He viajado por el mundo, he hablado sobre China, he trabajado como diplomático en países que tienen un intercambio comercial robusto con China, y creo que hay preguntas importantes que hay que hacerse: ¿cuál es la naturaleza de un acuerdo con China? ¿Protege tus intereses y tu soberanía? ¿Serán los uruguayos los que se beneficien con esta relación? ¿Contratarán trabajadores uruguayos, por ejemplo, o trabajadores chinos? ¿Los contratos secundarios o terciaros que se derivan de un gran contrato surgirán de licitaciones competitivas para que empresas de otros países puedan competir y así obtener el mejor producto? Muchas veces esas preguntas clave se pasan por alto y después la gente mira para atrás y dice: “Oh, dios, firmamos un acuerdo que quizás no fue en beneficio de nuestros intereses”.
—El Ministerio de Industria uruguayo firmó un acuerdo de cooperación con la estatal Huawei sobre el desarrollo de la tecnología 5G. Estados Unidos y China han estado enfrentados por el avance de esa compañía. ¿Conversó de ese acuerdo con Lacalle Pou?

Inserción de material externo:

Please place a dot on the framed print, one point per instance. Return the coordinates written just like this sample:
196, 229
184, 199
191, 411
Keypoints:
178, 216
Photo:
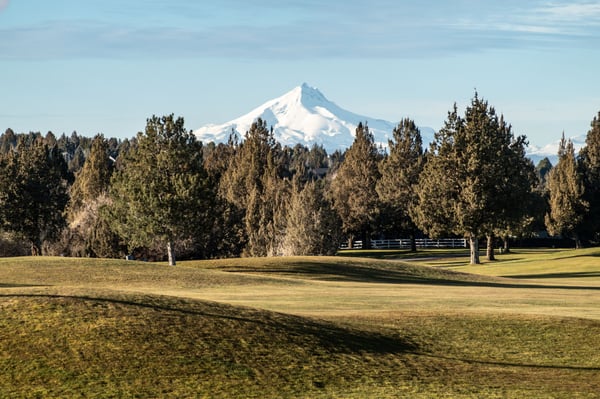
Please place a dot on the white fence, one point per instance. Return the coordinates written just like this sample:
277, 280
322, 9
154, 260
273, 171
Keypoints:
404, 243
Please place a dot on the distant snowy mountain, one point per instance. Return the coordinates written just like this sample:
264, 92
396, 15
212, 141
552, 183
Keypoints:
305, 116
550, 151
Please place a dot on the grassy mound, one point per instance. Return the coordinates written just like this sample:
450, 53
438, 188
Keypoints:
68, 344
309, 328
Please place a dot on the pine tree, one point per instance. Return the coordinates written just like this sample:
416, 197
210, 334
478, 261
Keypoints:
162, 191
89, 193
400, 172
568, 206
33, 192
312, 227
590, 162
255, 192
475, 174
353, 187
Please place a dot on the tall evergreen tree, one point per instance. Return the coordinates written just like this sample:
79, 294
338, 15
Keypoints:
400, 172
568, 206
353, 187
91, 234
470, 166
252, 185
313, 227
161, 193
33, 192
590, 162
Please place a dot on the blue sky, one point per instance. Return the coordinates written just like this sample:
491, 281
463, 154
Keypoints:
104, 66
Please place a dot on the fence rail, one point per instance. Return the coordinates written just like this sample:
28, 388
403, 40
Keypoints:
404, 243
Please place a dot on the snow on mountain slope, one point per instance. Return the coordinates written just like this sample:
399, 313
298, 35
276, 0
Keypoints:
550, 150
305, 116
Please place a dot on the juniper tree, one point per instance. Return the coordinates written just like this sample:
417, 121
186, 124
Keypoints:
312, 227
353, 187
253, 188
590, 162
89, 193
161, 191
568, 206
33, 191
465, 187
400, 171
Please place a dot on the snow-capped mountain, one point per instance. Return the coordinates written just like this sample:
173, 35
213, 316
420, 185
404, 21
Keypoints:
550, 151
305, 116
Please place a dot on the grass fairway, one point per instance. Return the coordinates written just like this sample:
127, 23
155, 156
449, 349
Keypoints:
339, 327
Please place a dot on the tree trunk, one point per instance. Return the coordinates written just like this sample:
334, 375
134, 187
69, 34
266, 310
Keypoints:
171, 253
36, 247
506, 245
474, 243
366, 239
490, 248
413, 243
578, 242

—La conversación fue en términos generales. Excepto que, otra vez, enfaticé lo que le describí recién de que es importante que, cuando se analizan las ofertas de China, la gente entienda realmente lo que le están ofreciendo. Uno de los temas con Huawei es que puede recolectar datos, y toda la información recolectada por Huawei va a estar disponible para las autoridades estatales chinas. Entonces, no estás haciendo un negocio con una empresa privada, sino con una entidad que es un brazo del Estado. Una vez que está funcionando, el Estado chino tiene acceso a información muy sensible. Esta es una discusión global que estamos manteniendo, porque queremos asegurarnos de que se usen las mejores prácticas para proteger la seguridad nacional. Uno de los conceptos que alentamos es que los países sigan procesos de decisión en los que no solo las áreas del Estado encargadas de la economía sean las que resuelvan sobre ese tipo de acuerdos, entre los cuales están los de las telecomunicaciones, sino que también tengan en cuenta la opinión de las áreas vinculadas a la seguridad nacional.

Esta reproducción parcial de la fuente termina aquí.